# Update



## gerbilgirl (Aug 22, 2009)

My post still hasn't moved off this page so if you don't know the story of Duck my Wood Pigeon you can read it first!

Well anyway I have an update for you all 

He's doing great, we got him a parrot cage and he lives with his best friend the budgie, who taught him how to eat out of a bowl etc. He's now eating seed, whilst the budgie refuses to eat anything but egg food .

He does spend most of his time outside the cage.

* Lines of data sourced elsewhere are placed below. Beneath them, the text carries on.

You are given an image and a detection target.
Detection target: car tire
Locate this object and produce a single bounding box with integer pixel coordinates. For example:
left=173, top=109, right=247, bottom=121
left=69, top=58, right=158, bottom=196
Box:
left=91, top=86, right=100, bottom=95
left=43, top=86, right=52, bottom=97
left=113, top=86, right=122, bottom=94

And I'll share with you all a couple of photos I took of him today



















The cats seem to think he's an alien.


----------



## clucklebeed (Jul 30, 2009)

thats really cute!
I just hope the cats DO see him as an alien instead of an appetizer!
that cat in the last pic looks a little too curious...


----------



## altgirl35 (Sep 5, 2008)

yikes, cats and birds just freak me out, i can't even look at pics of them together without dread


----------



## Skyeking (Jan 17, 2003)

altgirl35 said:


> yikes, cats and birds just freak me out, i can't even look at pics of them together without dread


Yep, don't EVER trust them alone without you there, cats have a mind of their own.

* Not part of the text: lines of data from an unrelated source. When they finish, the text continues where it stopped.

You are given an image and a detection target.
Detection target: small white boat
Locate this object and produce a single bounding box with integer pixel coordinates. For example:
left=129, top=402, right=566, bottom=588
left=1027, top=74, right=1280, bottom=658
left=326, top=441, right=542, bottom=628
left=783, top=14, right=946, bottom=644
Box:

I'll pull up the previous thread with history.

Here is one:

http://www.pigeons.biz/forums/f47/baby-pigeon-39148.html


----------



## YaSin11 (Jul 23, 2009)

Gerbilgirl,
Hey  Good to get an update on Duck. He looks good and content. Cool that he's chilling with the budgie and not alone. Looks a bit healthier than when u first got him. I'm happy to know all is well with him, and that u managed to nurse him through all your studies/work/etc. Hope all other things are well with you, [including your other pets], would be nice to see more pics of him. take care, Peace


----------



## gerbilgirl (Aug 22, 2009)

Don't worry, it's a handreared kitten, thinks I'm its mummy and that nothing else in the world exists, other than its best friend the bunny lol.


----------



## spirit wings (Mar 29, 2008)

gerbilgirl said:


> Don't worry, it's a handreared kitten, thinks I'm its mummy and that nothing else in the world exists, other than its best friend the bunny lol.

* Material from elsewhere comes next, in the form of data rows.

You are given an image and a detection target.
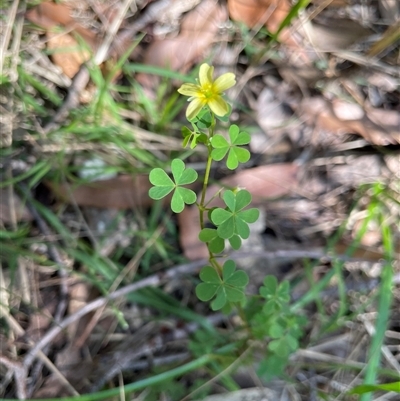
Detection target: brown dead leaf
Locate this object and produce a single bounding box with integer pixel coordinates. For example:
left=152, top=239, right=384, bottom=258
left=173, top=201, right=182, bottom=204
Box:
left=25, top=2, right=98, bottom=49
left=257, top=87, right=291, bottom=134
left=228, top=0, right=290, bottom=33
left=178, top=164, right=298, bottom=260
left=0, top=188, right=32, bottom=224
left=137, top=0, right=228, bottom=87
left=47, top=32, right=90, bottom=78
left=26, top=2, right=98, bottom=78
left=303, top=18, right=371, bottom=52
left=297, top=97, right=400, bottom=146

handreared or not....insticts kick in at some point,,they all have it, would not want to take a chance on it...and best friend the bunny will look like prey at some point too. glad they all get along right now though very cute.


----------



## gerbilgirl (Aug 22, 2009)

I have 3 2 year old handreared cats too, who I wouldn't trust with the bird but ho love the rabbit too and are often seen grooming him


----------